The slave holders of the south presented many valid arguments. The southern states stated that abolishing slavery would be devastating to the economy of America. Three of the nations largest crops, cotton, tobacco, and rice, were profitable only because of slave labor. Such a large amount of workers were needed, that slavery was one of their only options that would not cost more than the money they made from their cash crops themselves. Slavery was cheaper because the slaves worked consistently, as opposed to laborers of the north who were in constant competion of each other, and in and out of work. If slavery were to be outlawed, these crops would eventually fail, causing an economic turmoil in the nation. Profits made from trading with other counties would plummet and, the north would also be greatly affected because the only way many of the industrial workers in the north could afford clothing was to wear those made of the cotton imported from the south. This led to their next point against abolitionist. Wage Slavery. Although abolitionist believed the north was giving their civilians their freedom rights, the
only choice for most of the northern laborers was to work or starve. Many parents were forced to sell their children into contracts with companies as soon as they were old enough to work (5-6 yrs. old by northern standards), just so they could help their families survive. The south argued that working conditions for children laborers in the north were worse than their slaves of the south, and at wages of just cents a day, and no guarantee of food, shelter, or clothes, the slaves were virtually living in a paradise. The slave holders also used the bible to their advantage, much like the north. Verses such as Col 3:22 “Slaves, in all things obey those who are your masters on earth, not with external service, as those who merely please men, but with sincerity of heart, fearing the Lord.”, not only strengthened the south’s case morally but it was also useful in keeping their slaves in line during sermons when they were “christianizing” them. The most prominent point though, was that slavery, was legal.
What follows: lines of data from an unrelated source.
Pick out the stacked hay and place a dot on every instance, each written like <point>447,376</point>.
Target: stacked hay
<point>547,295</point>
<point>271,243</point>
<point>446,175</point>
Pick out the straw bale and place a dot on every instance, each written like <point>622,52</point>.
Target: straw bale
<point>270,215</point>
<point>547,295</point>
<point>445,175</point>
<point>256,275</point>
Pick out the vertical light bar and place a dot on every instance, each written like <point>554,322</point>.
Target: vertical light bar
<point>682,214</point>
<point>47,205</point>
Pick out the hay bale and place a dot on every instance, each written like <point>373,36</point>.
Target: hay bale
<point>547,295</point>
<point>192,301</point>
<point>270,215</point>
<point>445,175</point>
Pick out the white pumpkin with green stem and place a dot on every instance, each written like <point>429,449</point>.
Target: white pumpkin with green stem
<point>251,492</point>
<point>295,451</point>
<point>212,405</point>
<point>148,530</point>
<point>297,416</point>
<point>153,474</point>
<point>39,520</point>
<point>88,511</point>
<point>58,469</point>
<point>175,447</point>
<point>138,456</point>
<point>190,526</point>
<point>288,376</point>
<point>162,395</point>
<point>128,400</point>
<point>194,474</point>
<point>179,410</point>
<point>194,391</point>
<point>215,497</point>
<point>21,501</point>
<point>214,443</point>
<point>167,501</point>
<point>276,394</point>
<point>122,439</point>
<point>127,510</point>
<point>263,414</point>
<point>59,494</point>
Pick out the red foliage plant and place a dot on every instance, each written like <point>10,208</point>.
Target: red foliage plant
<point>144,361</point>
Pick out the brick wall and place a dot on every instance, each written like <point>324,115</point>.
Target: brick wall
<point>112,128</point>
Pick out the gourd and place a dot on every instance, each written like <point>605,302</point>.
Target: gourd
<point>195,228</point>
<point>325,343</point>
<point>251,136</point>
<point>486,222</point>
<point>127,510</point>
Both the north and the south contributed many viable points, but in the end, slavery was abolished. Its final days ended when Abraham Lincoln signed the Emancipation Proclamation, freeing all of the enslaved blacks of the south. Even though the north won, I believe the answer to this debate over slavery lays somewhere between both arguments. All great societies throughout history have been built largely on slavery, but the oppressing of a people for racial reasons is what I believe to be morally wrong. Whether strong-willed opinions or compromise wins out is always up to us as a democratic nation.